June 26, 2017 Robert Beckhusen
Raytheon tests helicopter-borne laser pod
The thrust of the U.S. military’s laser weapon tests have focused on the sea, on land and aboard fixed-wing aircraft. You need a lot of power to generate a beam capable of burning through a target, which limits where you can stick a laser.
But they can work on helicopters, too. Raytheon recently tested a high-energy laser weapon attached to an AH-64 Apache helicopter gunship.
Raytheon claims it’s the first time a “fully integrated” laser weapon system—specifically, integrated with Raytheon’s Multi-Spectral Targeting System sensor in this case—has been successfully tested from a helicopter “over a wide variety of flight regimes, altitudes and air speeds,” the company announced in a statement.
The test, which involved U.S. Special Operations Command, took place at White Sands Missile Range, New Mexico. The idea behind the experiment was to see how well the laser performed against several unspecified targets. And in doing so, the company and SOCOM can study how the laser handled the Apache’s constant vibration, along with the downwash caused by the helicopter’s rotor blades in White Sands’ dusty, desert environment.
A picture released by Raytheon shows the laser’s distinctive, greyish-white pod mounted beneath the Apache’s stubby left wing pylon. The device “achieved all primary and secondary goals” and “performed as expected,” the company stated.
The U.S. Army’s Apache, in service since 1986, comes brimming with weapons including a 30-millimeter gun, 70-millimeter rockets and tank-busting AGM-114 Hellfire missiles.
These weapons can become overkill, however, depending on the target. If an Apache needs to take out a generator that provides electrical power to an enemy command post, a laser might be a more efficient method than a $115,000 Hellfire. Same goes for knocking out a radio tower or a light vehicle.
The advantages are not just in terms of cost. The laser beam strikes at the speed of light and can be perfectly accurate from miles away—provided the swiveling cannon can compensate for the helicopter’s movement.
Now, a laser-armed AH-64 Apache might go on to strike aerial targets, too. In 2015, Boeing proposed a two-kilowatt laser weapon with a penny-diameter beam designed to burn drones to a crisp. The company also floated the idea of adding the laser cannon to the Apache. This comes as the U.S. Air Force is shooting Iranian-made drones out of the sky over Syria with F-15 fighter jets.
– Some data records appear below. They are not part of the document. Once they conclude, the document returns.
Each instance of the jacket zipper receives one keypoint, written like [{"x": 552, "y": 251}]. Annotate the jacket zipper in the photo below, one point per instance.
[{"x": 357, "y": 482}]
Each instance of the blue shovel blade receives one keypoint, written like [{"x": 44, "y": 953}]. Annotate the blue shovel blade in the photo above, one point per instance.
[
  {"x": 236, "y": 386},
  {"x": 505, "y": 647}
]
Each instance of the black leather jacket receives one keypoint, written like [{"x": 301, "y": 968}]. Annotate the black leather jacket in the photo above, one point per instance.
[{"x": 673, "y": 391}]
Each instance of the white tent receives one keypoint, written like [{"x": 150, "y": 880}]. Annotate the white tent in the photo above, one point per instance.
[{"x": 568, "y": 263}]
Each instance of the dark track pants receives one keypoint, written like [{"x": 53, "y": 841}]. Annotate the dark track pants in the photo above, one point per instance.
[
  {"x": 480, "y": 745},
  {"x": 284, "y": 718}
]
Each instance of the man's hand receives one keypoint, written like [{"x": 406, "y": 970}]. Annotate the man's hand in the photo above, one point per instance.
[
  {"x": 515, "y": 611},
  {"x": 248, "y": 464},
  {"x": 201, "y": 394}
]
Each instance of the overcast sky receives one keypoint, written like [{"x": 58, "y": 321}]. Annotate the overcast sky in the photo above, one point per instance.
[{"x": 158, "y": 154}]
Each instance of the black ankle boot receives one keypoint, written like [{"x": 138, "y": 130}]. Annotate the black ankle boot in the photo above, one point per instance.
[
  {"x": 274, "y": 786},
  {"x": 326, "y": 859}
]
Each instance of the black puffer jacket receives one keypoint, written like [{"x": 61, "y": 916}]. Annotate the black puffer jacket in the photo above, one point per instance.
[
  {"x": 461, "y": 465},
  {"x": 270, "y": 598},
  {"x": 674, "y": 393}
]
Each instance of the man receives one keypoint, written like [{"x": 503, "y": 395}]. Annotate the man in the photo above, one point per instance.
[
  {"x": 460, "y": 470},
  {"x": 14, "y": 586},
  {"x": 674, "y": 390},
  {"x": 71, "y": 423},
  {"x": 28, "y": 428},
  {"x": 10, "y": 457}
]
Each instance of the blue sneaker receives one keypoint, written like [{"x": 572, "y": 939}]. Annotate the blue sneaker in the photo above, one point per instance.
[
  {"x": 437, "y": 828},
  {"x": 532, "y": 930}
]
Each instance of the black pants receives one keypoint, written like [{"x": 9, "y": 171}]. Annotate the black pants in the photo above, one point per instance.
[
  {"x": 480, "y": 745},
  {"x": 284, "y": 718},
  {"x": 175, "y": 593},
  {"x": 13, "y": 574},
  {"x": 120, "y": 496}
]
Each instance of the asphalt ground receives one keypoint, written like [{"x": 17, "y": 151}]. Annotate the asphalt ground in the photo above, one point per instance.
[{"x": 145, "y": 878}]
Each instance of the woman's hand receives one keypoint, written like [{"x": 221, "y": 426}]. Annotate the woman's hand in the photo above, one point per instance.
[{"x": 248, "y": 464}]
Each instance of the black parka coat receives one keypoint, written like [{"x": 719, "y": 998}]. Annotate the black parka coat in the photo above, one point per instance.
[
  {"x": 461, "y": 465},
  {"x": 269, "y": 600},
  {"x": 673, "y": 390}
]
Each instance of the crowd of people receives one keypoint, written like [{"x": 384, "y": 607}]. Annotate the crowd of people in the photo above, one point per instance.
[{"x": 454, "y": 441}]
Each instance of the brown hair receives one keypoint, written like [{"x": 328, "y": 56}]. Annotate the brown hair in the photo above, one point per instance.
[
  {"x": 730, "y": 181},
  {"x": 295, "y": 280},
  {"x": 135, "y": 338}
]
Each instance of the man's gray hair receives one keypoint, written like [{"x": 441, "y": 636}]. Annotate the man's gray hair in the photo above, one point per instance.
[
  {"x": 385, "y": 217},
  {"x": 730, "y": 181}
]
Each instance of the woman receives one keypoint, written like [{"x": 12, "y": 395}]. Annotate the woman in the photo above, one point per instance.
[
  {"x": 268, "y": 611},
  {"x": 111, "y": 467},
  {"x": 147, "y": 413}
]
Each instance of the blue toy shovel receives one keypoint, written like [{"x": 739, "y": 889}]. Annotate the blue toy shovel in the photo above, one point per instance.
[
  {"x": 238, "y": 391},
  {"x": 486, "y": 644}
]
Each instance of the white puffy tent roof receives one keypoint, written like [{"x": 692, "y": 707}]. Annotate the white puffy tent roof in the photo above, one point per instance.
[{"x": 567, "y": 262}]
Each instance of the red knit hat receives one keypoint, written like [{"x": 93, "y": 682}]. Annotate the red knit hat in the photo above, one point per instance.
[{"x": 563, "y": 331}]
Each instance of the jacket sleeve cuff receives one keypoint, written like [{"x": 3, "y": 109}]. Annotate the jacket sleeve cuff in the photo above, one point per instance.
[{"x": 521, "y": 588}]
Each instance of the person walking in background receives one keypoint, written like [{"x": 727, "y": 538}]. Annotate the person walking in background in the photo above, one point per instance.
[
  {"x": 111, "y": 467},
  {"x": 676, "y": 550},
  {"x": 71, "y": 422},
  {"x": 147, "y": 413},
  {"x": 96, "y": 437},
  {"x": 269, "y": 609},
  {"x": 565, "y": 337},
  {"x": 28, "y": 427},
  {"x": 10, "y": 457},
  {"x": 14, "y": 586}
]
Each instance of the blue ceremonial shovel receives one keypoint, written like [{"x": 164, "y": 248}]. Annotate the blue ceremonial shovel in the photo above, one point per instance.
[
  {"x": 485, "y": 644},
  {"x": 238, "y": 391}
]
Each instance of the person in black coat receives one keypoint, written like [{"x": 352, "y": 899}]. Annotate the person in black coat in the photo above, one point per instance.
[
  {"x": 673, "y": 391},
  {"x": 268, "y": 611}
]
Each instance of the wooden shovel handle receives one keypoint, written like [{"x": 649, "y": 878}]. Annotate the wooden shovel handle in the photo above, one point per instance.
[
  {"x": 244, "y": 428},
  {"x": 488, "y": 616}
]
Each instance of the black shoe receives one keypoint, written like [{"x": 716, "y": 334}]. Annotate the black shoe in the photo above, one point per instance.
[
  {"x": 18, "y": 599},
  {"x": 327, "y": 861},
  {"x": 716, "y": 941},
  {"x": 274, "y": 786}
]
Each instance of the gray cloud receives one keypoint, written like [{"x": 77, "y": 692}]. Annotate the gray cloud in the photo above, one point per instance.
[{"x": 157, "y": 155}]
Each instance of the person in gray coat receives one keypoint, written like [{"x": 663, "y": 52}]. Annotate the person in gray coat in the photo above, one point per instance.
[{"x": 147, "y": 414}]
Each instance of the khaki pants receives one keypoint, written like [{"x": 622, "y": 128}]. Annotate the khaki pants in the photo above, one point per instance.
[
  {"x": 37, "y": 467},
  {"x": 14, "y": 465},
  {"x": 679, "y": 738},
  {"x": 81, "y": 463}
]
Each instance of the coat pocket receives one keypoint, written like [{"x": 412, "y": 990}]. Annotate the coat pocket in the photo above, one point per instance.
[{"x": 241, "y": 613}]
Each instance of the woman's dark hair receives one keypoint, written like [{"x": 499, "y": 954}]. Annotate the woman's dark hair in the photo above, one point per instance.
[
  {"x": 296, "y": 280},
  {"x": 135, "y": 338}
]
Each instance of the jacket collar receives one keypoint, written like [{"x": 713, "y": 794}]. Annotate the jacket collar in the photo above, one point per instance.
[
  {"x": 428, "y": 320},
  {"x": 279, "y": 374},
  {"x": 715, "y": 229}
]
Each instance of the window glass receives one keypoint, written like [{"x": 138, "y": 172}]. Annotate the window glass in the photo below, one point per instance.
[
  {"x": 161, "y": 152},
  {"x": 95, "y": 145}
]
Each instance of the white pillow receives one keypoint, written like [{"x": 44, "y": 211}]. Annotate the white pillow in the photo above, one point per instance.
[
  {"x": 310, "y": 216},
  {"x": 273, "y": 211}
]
Regardless, operational laser-armed Apaches are still likely a ways off, and the White Sands demonstration is still an experiment. We’re more likely to see lasers aboard ships—in fact, there has been a 33-kilowatt XN-1 LaWS installed on the amphibious transport dock USS Ponce since 2014. That’s a relatively small laser, as a warship’s power plants can generate considerable power and accommodate a weapon with double or triple the output of the XN-1.
Even better for ships—don’t struggle with the same airflow issues that can degrade lasers beamed from aircraft. But laser weapons are practical, provided the Pentagon spends enough money developing and fielding them.
And if that weren’t enough, the U.S. Air Force Special Operations Command is planning to install an experimental laser weapon on an AC-130 gunship. “It would be real nice someday, since we have the room on an AC-130, perhaps we should be looking at a microwave energy gun that makes people stop what they’re doing without having to kill them,” AFSOC’s Lt. Gen. Bradley Heithold said.